Tourism can only be regenerative
By Frédéric Kauffmann, CEO & Founder The NeverRest Project
Tourism can only be regenerative. There is no other way to restore all the balances lost in many decades. The result, we already know. In the Atacama Desert (Chile), thousands of tons of clothing accumulate, millions of garments that turn the desert into a colossal landfill. In the Pacific, as we know, between Hawaii and California, there is a huge island of garbage – mainly composed of plastic – whose dimensions are estimated at three times the size of France.
These problems are multiplied and aggravated in developing countries, where tourism is, in many cases, one of the main support of the local economy. That’s where the perfect storm takes place.
On one hand, the globalized tourism and transport usually has a negative impact on the final professionals and locals, who are the worst paid of the whole chain. We need to break with these vacation colonialist way of traveling. On the other hand, from other perspective -the local perspective-, we find precariousness in workers, fear of putting limits to the golden goose, the lack of resources – education and training of their professionals -, aspects added to a spirit still rooted in survival rather than in the long term compose an explosive formula that is triggered by the spark of a presumptuous client, who would never do in his city what he does in other places he visits, and willing to bargain for cents that he would never dispute in his country. The wasteful consumption of a few has consequences for many.
A global challenge
The challenge of well-ordered tourism is global, as it is the environmental challenge. Never before we’ve had so many resources devoted to trying to reduce our impact, whether when we travel or not. The 2030 Agenda or the European Green Deal are some examples. The change is collective, individual, transversal and no one is exempt.
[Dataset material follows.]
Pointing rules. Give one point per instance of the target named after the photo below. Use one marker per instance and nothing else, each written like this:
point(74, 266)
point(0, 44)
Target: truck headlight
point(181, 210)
It is necessary to grow from the individual to the collective. Individual responsibility as a generator of collective change. That is why, at this point, I want to talk about consuming nature.
Consuming nature
There is no more synthesized expression of such a complex idea based on our (new) habits. Consuming nature means exhausting places. It means fast food nature. It means nature to use and throw away. Nature likes going to the mall and ransacking it on a Saturday afternoon, as a result of consumer dynamics that have more and more detractors, such as defenders of regenerative tourism. Because no one wants to travel to a damaged or contaminated place, right? It is not about ban tourism, but updating it. Because we are in a time of transition between old operations and new ideas and needs. That also is the responsibility of brands and their corporate responsibility.
Regenerative Tourism
Regeneration means reviving or bringing back to life, it goes around life’s values, it means flourishing. In its simplest formula, regeneration is about creating fertile conditions that will make life prosper.
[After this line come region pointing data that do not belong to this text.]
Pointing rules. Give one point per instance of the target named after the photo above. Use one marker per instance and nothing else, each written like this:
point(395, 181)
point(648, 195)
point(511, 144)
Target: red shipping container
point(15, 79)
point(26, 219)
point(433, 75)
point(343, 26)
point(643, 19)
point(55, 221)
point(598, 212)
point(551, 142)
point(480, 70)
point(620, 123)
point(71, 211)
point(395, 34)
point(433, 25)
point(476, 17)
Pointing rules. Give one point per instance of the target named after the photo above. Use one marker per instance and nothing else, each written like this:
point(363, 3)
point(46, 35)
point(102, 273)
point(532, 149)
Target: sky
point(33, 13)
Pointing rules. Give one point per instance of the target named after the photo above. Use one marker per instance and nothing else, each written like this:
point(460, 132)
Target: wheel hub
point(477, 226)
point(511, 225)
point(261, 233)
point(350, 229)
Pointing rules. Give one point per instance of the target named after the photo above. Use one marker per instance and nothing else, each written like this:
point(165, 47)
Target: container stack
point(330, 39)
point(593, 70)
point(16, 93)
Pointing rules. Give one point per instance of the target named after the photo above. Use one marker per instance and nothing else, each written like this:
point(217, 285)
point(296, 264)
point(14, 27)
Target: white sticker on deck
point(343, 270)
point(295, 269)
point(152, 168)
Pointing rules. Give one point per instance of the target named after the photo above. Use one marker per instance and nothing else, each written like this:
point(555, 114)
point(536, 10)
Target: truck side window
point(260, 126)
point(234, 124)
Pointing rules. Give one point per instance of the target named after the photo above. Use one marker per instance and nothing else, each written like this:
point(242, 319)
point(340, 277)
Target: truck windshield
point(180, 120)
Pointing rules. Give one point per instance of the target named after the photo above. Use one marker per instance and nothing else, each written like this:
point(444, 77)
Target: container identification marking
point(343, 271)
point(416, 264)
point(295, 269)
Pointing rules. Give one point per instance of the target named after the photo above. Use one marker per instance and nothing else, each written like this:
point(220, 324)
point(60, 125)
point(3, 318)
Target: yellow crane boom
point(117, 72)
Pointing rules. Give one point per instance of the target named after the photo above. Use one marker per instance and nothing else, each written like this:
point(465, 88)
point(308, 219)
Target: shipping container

- In short term, regenerative tourism means doing things right. Regenerative Tourism:
- It is a step beyond sustainable tourism, which focuses on reducing negative impacts. Be careful with sustainability, because the sustainable acts are simple: they consist of minimizing an impact, but one can keep acting wrong. Must bring some added value in order to improve the visited destination. It is not about leaving the smallest footprint possible, but about leaving the place we visit better than we found it. It is about putting an end to deterioration.
- It puts the tourist himself as a resource to transformation of the destination. It generates a positive impact in a vacation spot. The tourist is a tool to improve and regenerate local natural resources and to generate a fair distribution of tourism income the local populations.
- It implies that citizens do not feel the presence of tourists as a threat, but as something beneficial.
- Circularity. Not wasting.
- Revitalizes the environment and socioeconomic development of local communities.
- Support local production. Local product, local consumption.
- It thinks in a truly egalitarian way. That means that all people have the right to wealth, power, education, resources, time, space, nature. Let’s define what a good life means to us and let’s help others to achieve it.
To sum up, it is about generating a symbiosis between nature, local communities and visitors, helping to recover ecosystems that have been degraded, ensuring a fair distribution of the benefits generated by tourism and improving the living conditions of the receiving populations of tourism.
This is the kind of tourism that only should be.